The United States Department of Justice (DoJ) is seeking traders who were registered users of the now defunct CoinGather digital currency exchange. The exchange was seized in 2018 after speculations that it had pulled an exit scam. Now, the DoJ is seeking to forfeit all the digital currency holdings it seized from the exchange.
The DoJ recently announced that it would be forfeiting all digital currencies it seized from wallets belonging to CoinGather. It then sent emails to users of the CoinGather exchange who had digital currencies in their wallets on November 21, 2017, requesting that they submit their details.
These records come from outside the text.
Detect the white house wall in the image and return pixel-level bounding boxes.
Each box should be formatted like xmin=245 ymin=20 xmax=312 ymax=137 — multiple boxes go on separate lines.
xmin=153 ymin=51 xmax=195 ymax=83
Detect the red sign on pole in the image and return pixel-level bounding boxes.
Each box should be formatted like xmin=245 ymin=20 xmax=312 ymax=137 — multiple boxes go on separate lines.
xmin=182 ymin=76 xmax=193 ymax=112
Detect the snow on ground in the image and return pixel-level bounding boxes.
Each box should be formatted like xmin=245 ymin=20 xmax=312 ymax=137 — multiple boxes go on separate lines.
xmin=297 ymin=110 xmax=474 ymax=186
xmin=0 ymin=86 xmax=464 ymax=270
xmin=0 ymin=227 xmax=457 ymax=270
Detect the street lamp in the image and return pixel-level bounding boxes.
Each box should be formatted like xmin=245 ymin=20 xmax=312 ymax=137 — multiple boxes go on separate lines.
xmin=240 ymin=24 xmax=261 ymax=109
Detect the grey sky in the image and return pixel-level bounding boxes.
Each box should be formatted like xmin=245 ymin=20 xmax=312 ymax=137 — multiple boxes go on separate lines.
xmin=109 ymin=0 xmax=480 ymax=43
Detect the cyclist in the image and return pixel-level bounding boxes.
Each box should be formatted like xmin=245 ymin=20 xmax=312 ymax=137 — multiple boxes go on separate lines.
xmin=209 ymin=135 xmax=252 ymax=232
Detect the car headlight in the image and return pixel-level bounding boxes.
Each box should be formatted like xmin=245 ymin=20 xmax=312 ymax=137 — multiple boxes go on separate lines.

It also created a webpage dedicated to providing information on the issue.
Users who wish to claim their digital currencies must provide details such as their name, date of birth, mailing address, email address they used to register on CoinGather and their username on the exchange.
In its warrant, the DoJ stated, “Please be advised that if you want to become a claimant in this action, you must file a claim within thirty five (35) days after the date this notice was sent to you, which is indicated on the enclosed certificate of service; and an answer to the Complaint for Forfeiture, or Rule 12 motion, within twenty-one (21) days after the filing of your claim.”
The DoJ further cautioned the CoinGather users that failure to file a claim may result in the issuance of “judgment by default against you and an order of forfeiture against the defendant property vesting title to the property in the United States of America.”
CoinGather went down in November 2017 with no notice to its users, causing instant panic. At the time of its disappearance, it had listed 92 digital currencies. According to CoinMarketCap, the exchange processed around $90,000 on average a day before it went down. Rumors of an exit scam were rife, with the Bitcointalk and Twitter accounts all becoming inactive after the site went down.
Five months later in March 2018, the FBI seized the CoinGather.com domain. The FBI claimed that it had found probable cause that the domain was used to facilitate crime as CoinGather was an unlicensed money transmitting business.
The DoJ obtained a warrant four months later to search the server, discovering that the exchange had 20,000 users. It also seized the digital currencies from the wallets, which it came to later reveal was worth millions of dollars.